Revel Performa F30 loudspeaker Measurements

Sidebar 3: Measurements

My estimation of the Revel F30's sensitivity was fractionally higher than specified, at 87.5dB(B)/2.83V/m, but this was within the usual margin of error for this measurement. The impedance (fig.1) hovered around the 4 ohm mark through the midrange, with a generally higher value above that region, even with the tweeter's level control set to "+1" (as it was for this measurement). The phase angle is generally low, but even when it is fairly high, as in the low treble, this never coincides with a minimum magnitude value. There is a coincidence of 45 degrees capacitive angle and 4.5 ohms at 17Hz, but there will never be program material with sufficient energy in this region to tax the partnering amplifier. The slight saddle at 24Hz indicates the tuning of the big flared port, which in turn implies excellent low-frequency extension.

Fig.1 Revel Performa F30, electrical impedance (solid) and phase (dashed) with tweeter level set to "+1." (2 ohms/vertical div.)
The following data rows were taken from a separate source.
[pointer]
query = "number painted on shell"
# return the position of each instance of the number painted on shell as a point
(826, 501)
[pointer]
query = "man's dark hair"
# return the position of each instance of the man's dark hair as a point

The slight wrinkles in the impedance traces at 27kHz indicate the resonance frequency of the metal-dome tweeter, this placed well above the audible range. There are no wrinkles in the midrange to indicate the presence of cabinet resonances, but when I examined the vibrational behavior of the F30's panels with a simple accelerometer, I did find a mode at 383Hz present on all surfaces (fig.2). With such a large cabinet, it will be next to impossible to eliminate all resonances. But what Revel's engineers appear to have done is brace the panels so that what vibrational modes are present are moved as high in frequency as possible and are of relatively high Q, both factors mitigating against their audibility.

Fig.2 Revel Performa F30, cumulative spectral-decay plot calculated from the output of an accelerometer fastened to the front baffle midway between the woofer and the midrange-tweeter panel. (MLS driving voltage to speaker, 7.55V; measurement bandwidth, 2kHz.)

Fig.3 shows the response of the midrange/tweeter section on the F30 tweeter axis at a microphone distance of 50", spliced to the nearfield responses of the midrange unit, woofer, and port. The latter can be seen to cover the bandpass centered on the 20-30Hz region, as expected from the impedance plot, with a clean, resonance-free higher-frequency rolloff. The woofer's minimum-motion notch lies at 25.4Hz, and the unit smoothly covers the region up to 200Hz, handing over above that frequency to the midrange unit. On-axis, there is a slight lack of energy in the upper crossover region, with then a slight rising trend apparent before the tweeter's ultrasonic resonance is reached.

Fig.3 Revel Performa F30, acoustic crossover on-axis at 50", corrected for microphone response, with the nearfield midrange, woofer, and port responses plotted below 500Hz, 700Hz, and 400Hz, respectively.